Menurutnya, persoalan ini merupakan tanggung jawab BNPT untuk menyalurkan aspirasi ini ke kementerian/lembaga terkait. “Kalau pelaku teroris sering diperhatikan negara, kira-kira mereka (pelaku teroris, red) masih dipelihara oleh negara agar tidak melakukan aksi kekerasan lagi dan bisa menjadi baik.”

“Yang penting sehat dulu, kalau sehat bisa bekerja mencari nafkah dan menyekolahkan anak-anaknya. Untuk itu, pemerintah perlu memberi jaminan kesehatan, asuransi, atau berobat gratis untuk para korban teroris ini,” kata Tony penuh harap.

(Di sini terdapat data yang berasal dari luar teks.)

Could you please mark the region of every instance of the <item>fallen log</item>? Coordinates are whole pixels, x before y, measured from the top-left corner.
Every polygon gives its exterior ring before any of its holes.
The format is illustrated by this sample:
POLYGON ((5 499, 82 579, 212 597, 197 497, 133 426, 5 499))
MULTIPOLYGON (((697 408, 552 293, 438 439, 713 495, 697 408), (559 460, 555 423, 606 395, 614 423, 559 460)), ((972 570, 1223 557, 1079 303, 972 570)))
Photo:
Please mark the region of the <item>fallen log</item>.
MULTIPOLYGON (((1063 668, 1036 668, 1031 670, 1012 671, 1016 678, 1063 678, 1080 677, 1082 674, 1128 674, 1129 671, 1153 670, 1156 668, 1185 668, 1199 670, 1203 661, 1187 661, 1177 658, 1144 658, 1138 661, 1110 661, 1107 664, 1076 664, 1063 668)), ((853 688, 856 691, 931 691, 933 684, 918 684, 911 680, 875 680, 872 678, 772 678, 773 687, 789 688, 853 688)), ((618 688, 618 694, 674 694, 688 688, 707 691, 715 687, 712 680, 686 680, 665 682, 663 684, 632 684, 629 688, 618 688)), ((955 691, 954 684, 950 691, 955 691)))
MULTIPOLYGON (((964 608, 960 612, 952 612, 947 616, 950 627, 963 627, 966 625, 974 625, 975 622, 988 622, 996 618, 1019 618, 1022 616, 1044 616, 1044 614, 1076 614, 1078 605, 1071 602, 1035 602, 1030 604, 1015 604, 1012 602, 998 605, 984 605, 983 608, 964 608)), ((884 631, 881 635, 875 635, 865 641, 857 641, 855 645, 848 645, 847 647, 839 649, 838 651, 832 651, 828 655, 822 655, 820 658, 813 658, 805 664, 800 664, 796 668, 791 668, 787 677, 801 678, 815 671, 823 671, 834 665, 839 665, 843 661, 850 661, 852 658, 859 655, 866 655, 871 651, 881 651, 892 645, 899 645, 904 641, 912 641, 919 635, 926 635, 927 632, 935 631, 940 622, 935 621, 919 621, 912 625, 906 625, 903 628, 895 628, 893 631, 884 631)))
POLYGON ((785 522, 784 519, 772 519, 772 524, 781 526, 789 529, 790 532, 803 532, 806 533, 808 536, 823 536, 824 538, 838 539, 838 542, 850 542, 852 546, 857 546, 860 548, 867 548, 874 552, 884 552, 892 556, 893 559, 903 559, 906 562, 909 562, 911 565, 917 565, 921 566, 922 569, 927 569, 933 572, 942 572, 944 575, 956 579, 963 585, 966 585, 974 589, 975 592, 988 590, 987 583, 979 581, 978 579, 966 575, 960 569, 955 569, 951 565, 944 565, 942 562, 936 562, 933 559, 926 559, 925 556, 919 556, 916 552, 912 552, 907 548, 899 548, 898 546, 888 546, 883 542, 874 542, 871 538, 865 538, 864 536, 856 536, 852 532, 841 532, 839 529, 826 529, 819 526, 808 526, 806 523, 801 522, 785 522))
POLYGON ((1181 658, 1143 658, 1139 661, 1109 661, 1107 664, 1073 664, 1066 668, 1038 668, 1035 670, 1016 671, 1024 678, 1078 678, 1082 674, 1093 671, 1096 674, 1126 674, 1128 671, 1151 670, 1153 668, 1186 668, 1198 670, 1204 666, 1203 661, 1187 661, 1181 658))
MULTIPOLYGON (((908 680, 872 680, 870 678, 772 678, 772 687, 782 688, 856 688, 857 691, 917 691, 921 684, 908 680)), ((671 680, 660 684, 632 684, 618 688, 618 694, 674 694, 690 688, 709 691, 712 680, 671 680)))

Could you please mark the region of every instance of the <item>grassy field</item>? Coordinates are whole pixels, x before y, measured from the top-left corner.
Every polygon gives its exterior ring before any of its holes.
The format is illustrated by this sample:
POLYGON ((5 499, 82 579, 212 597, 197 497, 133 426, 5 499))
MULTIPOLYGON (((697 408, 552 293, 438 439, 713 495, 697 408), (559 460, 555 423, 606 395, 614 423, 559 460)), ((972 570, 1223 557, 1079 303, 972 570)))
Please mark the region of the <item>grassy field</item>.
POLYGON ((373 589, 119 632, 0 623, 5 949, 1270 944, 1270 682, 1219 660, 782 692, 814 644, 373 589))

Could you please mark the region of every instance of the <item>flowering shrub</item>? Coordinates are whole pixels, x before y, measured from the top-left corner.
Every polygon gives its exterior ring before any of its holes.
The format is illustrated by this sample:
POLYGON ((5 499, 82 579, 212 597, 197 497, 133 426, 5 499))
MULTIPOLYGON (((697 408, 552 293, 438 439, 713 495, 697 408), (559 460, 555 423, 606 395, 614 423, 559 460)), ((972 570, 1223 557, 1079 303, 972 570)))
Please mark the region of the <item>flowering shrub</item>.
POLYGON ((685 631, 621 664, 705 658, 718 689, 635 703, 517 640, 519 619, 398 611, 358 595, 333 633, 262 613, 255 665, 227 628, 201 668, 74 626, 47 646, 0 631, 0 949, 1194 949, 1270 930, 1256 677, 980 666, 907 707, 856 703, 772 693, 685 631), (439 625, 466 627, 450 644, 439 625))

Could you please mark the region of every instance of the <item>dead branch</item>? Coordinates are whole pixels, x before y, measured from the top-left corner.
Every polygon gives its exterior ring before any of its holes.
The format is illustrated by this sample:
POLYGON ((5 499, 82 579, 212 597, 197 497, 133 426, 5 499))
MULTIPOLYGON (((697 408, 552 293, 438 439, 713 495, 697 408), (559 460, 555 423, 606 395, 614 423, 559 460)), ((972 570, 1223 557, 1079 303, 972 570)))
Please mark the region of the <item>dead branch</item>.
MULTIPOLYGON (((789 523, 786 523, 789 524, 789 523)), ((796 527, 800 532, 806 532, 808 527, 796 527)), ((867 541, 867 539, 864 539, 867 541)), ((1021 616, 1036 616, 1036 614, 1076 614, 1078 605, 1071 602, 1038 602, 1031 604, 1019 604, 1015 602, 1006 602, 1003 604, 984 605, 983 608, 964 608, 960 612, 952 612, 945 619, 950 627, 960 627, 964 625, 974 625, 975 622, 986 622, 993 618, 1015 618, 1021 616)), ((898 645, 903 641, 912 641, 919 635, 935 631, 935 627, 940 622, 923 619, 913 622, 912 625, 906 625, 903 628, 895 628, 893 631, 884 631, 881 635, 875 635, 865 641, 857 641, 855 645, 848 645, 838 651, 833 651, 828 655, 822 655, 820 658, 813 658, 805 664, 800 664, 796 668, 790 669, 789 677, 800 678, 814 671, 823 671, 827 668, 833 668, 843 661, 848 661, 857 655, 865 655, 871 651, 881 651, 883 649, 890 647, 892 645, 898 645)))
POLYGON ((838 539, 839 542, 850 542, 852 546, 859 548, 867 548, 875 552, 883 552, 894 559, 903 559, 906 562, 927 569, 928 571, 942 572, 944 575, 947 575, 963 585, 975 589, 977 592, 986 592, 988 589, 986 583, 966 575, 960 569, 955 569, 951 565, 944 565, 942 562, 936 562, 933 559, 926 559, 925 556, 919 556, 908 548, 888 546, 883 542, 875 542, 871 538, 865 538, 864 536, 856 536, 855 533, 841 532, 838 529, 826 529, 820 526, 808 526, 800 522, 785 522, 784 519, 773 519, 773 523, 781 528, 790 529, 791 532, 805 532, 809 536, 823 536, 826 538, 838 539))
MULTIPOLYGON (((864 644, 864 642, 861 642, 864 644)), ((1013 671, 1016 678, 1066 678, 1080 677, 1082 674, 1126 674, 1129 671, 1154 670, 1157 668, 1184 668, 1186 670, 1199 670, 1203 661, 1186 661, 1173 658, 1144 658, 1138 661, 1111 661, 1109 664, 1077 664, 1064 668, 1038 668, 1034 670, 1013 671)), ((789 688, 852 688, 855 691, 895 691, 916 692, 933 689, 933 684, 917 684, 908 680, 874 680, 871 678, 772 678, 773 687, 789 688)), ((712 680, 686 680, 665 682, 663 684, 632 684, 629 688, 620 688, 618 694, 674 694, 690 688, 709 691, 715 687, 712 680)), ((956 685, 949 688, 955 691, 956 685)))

“Saya punya datanya, banyak penyintas usia 30-60 tahun karena ditinggal suaminya, istrinya tidak bisa bekerja, tidak punya keahlian. Ada juga istri korban bom Bali, karena mukanya cacat sulit diterima bekerja di perusahaan,” bebernya.

“Ada rencana para korban teroris ini akan mendapat BPJS Kesehatan yang dibiayai BNPT, katanya sedang diurus, tapi sampai kapan belum jelas.”

Hukumonline.com

Wakil Ketua BPET MUI Irjen Pol (Pur) Ir. Hamli (kedua dari kanan). 

Wakil Ketua Badan Penanggulangan Ekstremisme dan Terorisme Majelis Ulama Indonesia (BPET MUI) Irjen Pol (Pur) Ir. Hamli mendukung adanya jaminan kesehatan bagi para penyintas korban terorisme. “Kepada teman-teman media ini yang harus digarisbawahi agar pemerintah bisa merealisasikan jaminan kesehatan bagi penyintas korban terorisme,” kata Hamdi dalam kesempatan yang sama.

Di luar itu, menurut mantan Direktur Pencegahan Kedeputian Bidang Pencegahan, Perlindungan, dan Deradikalisasi BNPT ini sepanjang masih ada orang atau sekelompok orang yang berpikiran untuk mendirikan negara agama, sepanjang itu pula terbuka kemungkinan aksi-aksi kekerasan terorisme akan tetap terjadi. “Tinggal bagaimana cara mencegahnya terhadap anak-anak kita yang terkontaminasi paham radikalisme yang cukup lumayan. Untuk itu, peran BPIP sangat diharapkan!"